The Union have stated that they are closely monitoring the “global situation already caused by the virus and expresses its solidarity with the rest of the country and the world. Without alarmism, but being seeking news on how it may affect the Algarve economy and society, in view of the available indicators and projection of multiplier impacts, the sense of responsibility of businesses, and a proactive attitude that minimizes worries.”

In a statement, the association led by ex-Faro mayor José Vitorino warns that “if the pandemic is not controlled by the end of March, the negative effects on tourism combined with structural weaknesses in the region could cause an tricky economic and social situation, more serious than in other regions”, for which reason it encourages “public authorities to immediately create a transversal monitoring committee, given the impacts already felt”.

Algfuturo also asks for the creation of a “credit line for quick and simplified treasury and special support for charges of companies, if the situation continues»”, as well as the preparation, “right now, of specific promotion campaigns for the tourism in the Algarve, to launch immediately after the declaration of the end of the pandemic”.

Moreover, the Association of Hotels and Tourist Enterprises of the Algarve (AHETA) has been following the evolution of COVID-19 with regard to the impacts on the tourist and business sector in the region.

The association carried out a first survey, between the 2nd and 8th of March, in which 58.8 percent of the surveyed hotels and rentals had witnessed cancellation of reservations to some degree related to claims of Covid-19 worries.

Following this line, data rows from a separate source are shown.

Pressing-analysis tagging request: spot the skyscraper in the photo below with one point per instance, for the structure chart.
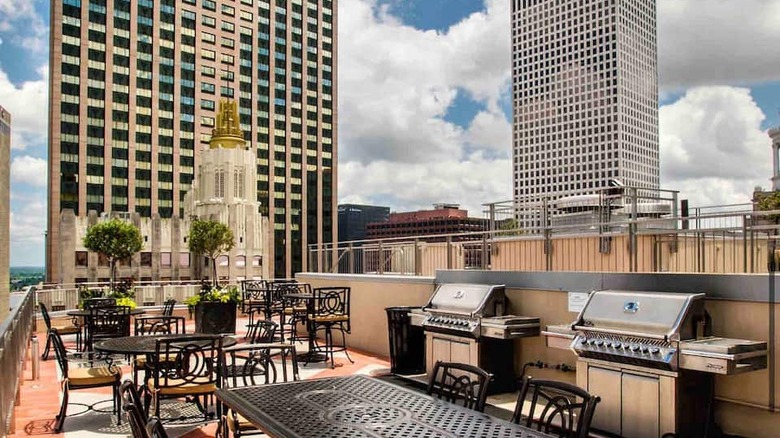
(585, 93)
(134, 86)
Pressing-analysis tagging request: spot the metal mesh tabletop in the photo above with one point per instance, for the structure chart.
(360, 406)
(145, 344)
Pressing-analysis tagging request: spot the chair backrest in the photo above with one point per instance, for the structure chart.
(46, 317)
(196, 361)
(132, 405)
(460, 383)
(168, 307)
(59, 351)
(261, 331)
(557, 408)
(160, 325)
(255, 364)
(155, 428)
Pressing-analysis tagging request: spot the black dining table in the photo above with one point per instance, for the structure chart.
(146, 344)
(360, 406)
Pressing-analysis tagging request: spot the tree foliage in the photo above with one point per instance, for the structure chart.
(115, 240)
(211, 239)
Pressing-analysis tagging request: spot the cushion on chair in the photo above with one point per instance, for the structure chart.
(329, 318)
(93, 376)
(179, 386)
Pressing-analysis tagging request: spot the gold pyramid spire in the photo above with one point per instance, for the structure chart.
(227, 133)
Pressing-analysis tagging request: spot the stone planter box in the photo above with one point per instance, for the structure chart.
(215, 318)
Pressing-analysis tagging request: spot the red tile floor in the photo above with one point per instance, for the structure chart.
(40, 399)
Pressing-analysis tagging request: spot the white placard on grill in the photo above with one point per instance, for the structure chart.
(577, 301)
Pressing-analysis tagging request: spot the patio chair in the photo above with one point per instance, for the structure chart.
(168, 307)
(261, 331)
(194, 370)
(66, 330)
(331, 313)
(83, 378)
(556, 408)
(107, 322)
(460, 383)
(155, 325)
(250, 365)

An important distinction to make here is that a single cancellation would put a hotel/rental in this majority percentage. The survey is looking at the number of businesses that have had at least one cancellation, not the percentage of total reservations which have been cancelled.

In other words, “the majority of survey respondents say that the flow of reservations for the tourist season is decreasing”, AHETA reported today.

The association representing the sector is now conducting a second survey with a view to obtaining even more detailed information about the true negative impacts of the virus, which has caused a media storm, on tourist activity in the region.